NORMAN – There's nothing wrong with Twitter. There's nothing wrong with Oklahoma's football players being on Twitter.
But that doesn't mean some Sooners shouldn't think before tweeting. A little filter would go a long way for some players who feel the need to share anything and everything, without considering the effects of what's being said.
Not to pick on two-thirds of the Cali Trio, but Tony Jefferson and Kenny Stills didn't grade out well on their Twitter usage last week.
Jefferson knocked the bowl opponent and wondered aloud why he wasn't on the coaches' All-Big 12 team. Stills voiced displeasure about practices and the Insight Bowl, itself.
Both then got into a handful of Twitter slapfights with OU fans who were irked by the comments.
Twitter, and social media, is a beautiful thing for connecting with people. It can be used to a person's advantage in so many ways. But it can also be damaging if abused or used too haphazardly.
If I tweeted disparaging or sarcastic things about other newspapers and their writers, surely there would be consequences – either with my employer, or with them directly. What good comes from saying those things? “Dang…Iowa.” What good comes from that?
Even if it wasn't intended to be a slam, really, that's how it's going to be taken. That must be considered before type-click-publish in 0.2 seconds.
Because you can get yourself into hot water just that fast. Ask Jaz Reynolds. Back on Twitter this season, he seemed to have gotten the message after a rather sensational comment about Texas caused a suspension a year ago.
The point is, we are held responsible and accountable for our words and actions, even in social mediums. That's the world in which we live.
The issue for college athletes, Sooners included, is young people are being asked to understand and stay within boundaries that are not clearly defined – but they're there.

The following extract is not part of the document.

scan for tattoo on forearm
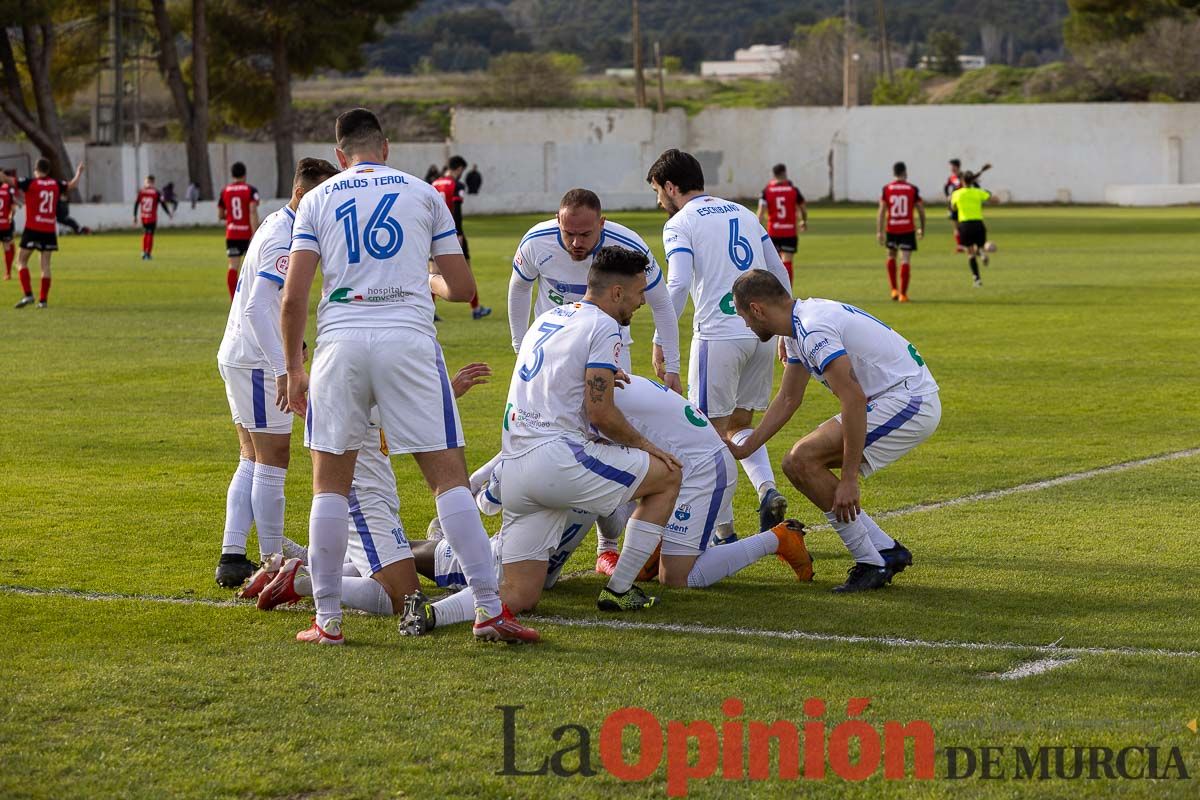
[587,375,608,403]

Too often, I feel, these Sooners think they're reality TV stars and not football players. They think everyone is watching the show, when they're on or off the field. In that sense, maybe Brody Eldridge was correct in noting – on Twitter, no less – a shift in the program's attitude. Maybe it doesn't shift back, either. Maybe it just must be managed and massaged.

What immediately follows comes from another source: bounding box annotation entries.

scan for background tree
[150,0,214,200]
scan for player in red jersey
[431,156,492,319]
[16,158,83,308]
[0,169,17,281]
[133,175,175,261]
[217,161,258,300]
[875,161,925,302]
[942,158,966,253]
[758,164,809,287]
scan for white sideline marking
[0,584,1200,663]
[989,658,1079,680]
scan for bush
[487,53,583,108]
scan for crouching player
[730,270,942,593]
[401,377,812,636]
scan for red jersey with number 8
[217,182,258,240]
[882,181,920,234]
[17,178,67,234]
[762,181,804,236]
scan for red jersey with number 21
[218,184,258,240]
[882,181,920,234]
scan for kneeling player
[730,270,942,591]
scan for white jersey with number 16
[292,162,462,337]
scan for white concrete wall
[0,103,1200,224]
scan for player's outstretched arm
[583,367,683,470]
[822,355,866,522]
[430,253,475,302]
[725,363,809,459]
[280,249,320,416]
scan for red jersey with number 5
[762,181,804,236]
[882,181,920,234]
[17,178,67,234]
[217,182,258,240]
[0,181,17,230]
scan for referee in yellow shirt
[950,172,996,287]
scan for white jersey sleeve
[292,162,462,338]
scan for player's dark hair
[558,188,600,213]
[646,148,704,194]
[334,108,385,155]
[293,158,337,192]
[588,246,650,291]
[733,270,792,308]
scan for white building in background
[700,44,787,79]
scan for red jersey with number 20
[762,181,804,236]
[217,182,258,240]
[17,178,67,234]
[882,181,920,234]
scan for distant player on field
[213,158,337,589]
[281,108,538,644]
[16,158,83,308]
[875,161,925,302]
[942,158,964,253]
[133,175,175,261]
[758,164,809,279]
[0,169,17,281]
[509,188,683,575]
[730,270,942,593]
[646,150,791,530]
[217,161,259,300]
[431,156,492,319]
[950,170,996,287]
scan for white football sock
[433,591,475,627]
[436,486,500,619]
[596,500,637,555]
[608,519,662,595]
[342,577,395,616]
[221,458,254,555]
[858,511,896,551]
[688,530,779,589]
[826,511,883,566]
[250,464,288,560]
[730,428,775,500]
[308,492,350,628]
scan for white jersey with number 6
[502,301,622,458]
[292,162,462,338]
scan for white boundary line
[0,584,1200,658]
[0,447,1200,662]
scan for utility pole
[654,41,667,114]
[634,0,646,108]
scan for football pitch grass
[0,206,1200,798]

It's often me, you notice, instead of us. That's why it rubbed me the wrong way when Jefferson griped about the all-conference team. He probably had a legitimate gripe, but airing it for everyone to see is counterproductive – especially after a disappointing regular season.
It might hurt him not to be recognized, but that's a good one to keep to yourself. Or go back to the olden days of calling a friend of family member and talk to them about your frustration.

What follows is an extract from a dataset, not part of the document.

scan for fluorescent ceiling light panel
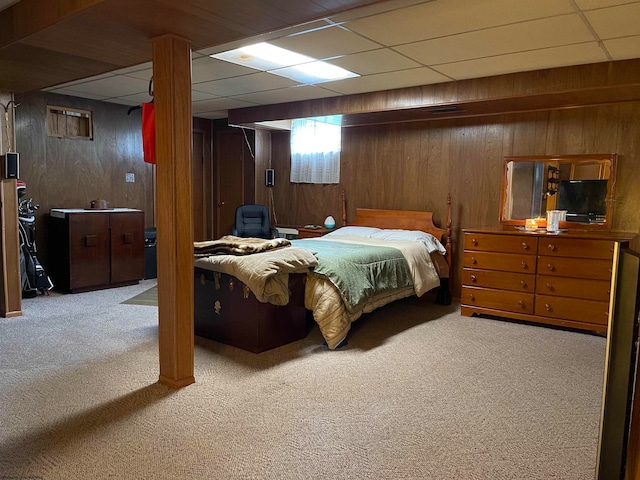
[211,42,359,84]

The same goes for digging at the bowl opponent or the bowl, itself. What good comes from that?
Does it make them bad people for saying those things? No. Does it make the team look bad? Yeah, because they're speaking – or typing – as a representative of the team and school, regardless if they realize that.
Further, they're setting a dangerous tone for players older and younger than them. This whole thing ultimately isn't about Twitter – it's about leadership. Like it or not, Sooners fans, Jefferson and Stills are the next generation of leaders at OU.
Players on the team, high school kids, et al, already look up to Jefferson and Stills as skilled players who command attention on the field, as guys who will one day play professionally.
Someone, though I'm unsure who, should sit them down and tell them it's OK to tweet. But they don't have to tweet every single thought that comes to their head, and especially those that might be considered negative in how they impact them as individuals and, more importantly, the team.
A little filter would go a long way.